Thankfully, the magazines realize that we’re all overflowing with summer goodness and continue to provide unique and fresh ways to use the food. What also helps is recipes that don’t include firing up the stove or oven. It’s supposed to reach 100 degrees here today. I don’t need to add to the heat in any way if I can avoid it.
Enter Martha Stewart and this green bean salad. Fresh, crisp and uncooked. I’ve not been a huge fan of raw green beans before, but these looked worth the try.
This doesn’t get much easier. The vinaigrette is a simple combination of white-wine vinegar, Dijon mustard, honey, salt, pepper and olive oil. Whisked all together, it’s done.
The salad takes the longest because a pound of green beans have to be cut into 1/4-inch pieces, as do three stalks of celery. Once that’s done though, it’s just a matter of adding the vegetables to the bowl with the vinaigrette, tossing and serving.
I also chopped up some of the celery leaves and added them as a garnish just because I thought it looked pretty.
Dudette and I both enjoyed this very much. It’s light and refreshing and a great way to use garden-fresh green beans. Hubby found the dish to be rather uninteresting, but he still has a raging sinus infection and unless there’s a half cup of hot sauce in something, he doesn’t taste much of anything right now.
What I’d Do Different Next Time
I think the balance of vinegar to oil was a little off; heavy on the vinegar. I added a bit more Dijon mustard after the first taste and it calmed things down perfectly. The total greenness of this dish is perfect when serving other brightly colored dishes like corn on the cob or stuffed tomatoes or even red peppers. Because of that, I don’t feel the need add anything with color to this dish.

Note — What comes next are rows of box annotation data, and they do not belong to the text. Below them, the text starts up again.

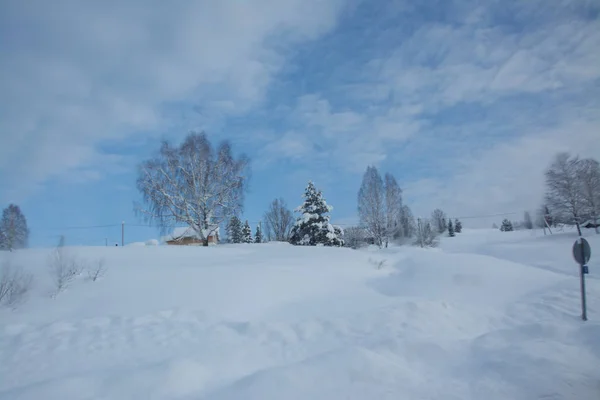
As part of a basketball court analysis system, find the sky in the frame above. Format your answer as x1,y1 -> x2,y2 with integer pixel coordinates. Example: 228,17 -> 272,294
0,0 -> 600,246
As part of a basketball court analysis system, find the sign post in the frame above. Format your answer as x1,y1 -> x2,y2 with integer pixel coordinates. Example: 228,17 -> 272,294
573,237 -> 592,321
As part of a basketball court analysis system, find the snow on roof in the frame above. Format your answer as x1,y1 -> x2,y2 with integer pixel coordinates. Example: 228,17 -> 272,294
162,225 -> 219,242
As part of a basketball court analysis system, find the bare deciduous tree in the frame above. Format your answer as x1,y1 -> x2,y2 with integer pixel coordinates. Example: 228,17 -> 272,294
400,205 -> 417,239
384,173 -> 402,247
358,166 -> 386,247
137,132 -> 249,246
546,153 -> 585,235
0,204 -> 29,251
264,198 -> 294,242
87,260 -> 106,282
578,158 -> 600,233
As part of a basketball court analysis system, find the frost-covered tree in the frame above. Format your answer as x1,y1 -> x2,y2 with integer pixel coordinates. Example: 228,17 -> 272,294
344,226 -> 368,249
136,132 -> 250,246
264,199 -> 294,242
523,211 -> 533,229
242,220 -> 254,243
290,182 -> 344,246
226,215 -> 243,243
431,208 -> 448,234
546,153 -> 586,235
254,225 -> 263,243
358,166 -> 386,247
577,158 -> 600,233
500,218 -> 514,232
400,205 -> 417,239
415,219 -> 438,247
0,204 -> 29,251
454,218 -> 462,233
384,173 -> 402,247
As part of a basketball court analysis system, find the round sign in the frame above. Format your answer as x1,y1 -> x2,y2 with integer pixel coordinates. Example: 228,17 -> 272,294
573,238 -> 592,265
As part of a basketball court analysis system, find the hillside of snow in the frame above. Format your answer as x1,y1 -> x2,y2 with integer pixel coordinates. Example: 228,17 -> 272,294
0,230 -> 600,400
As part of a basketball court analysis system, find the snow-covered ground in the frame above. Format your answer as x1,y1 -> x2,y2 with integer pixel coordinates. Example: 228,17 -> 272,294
0,230 -> 600,400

Chopped Green Bean and Celery Salad with Mustard Vinaigrette - print this recipe
from Martha Stewart’s Everyday Food Magazine, July 2011
2 tablespoons white-wine vinegar
2 teaspoons Dijon mustard
1/2 teaspoon honey
Salt and pepper to taste
1/4 cup extra-virgin olive oil
1 pound green beans, trimmed and cut into 1/4-inch pieces
3 stalks celery, halved lengthwise and cut into 1/4-inch pieces
Whisk together the vinegar, mustard, honey and salt and pepper to taste in a serving bowl. While whisking, stream in the olive oil until combined.
Add the cut green beans and celery to the vinaigrette; toss to coat. Season to taste with salt and pepper.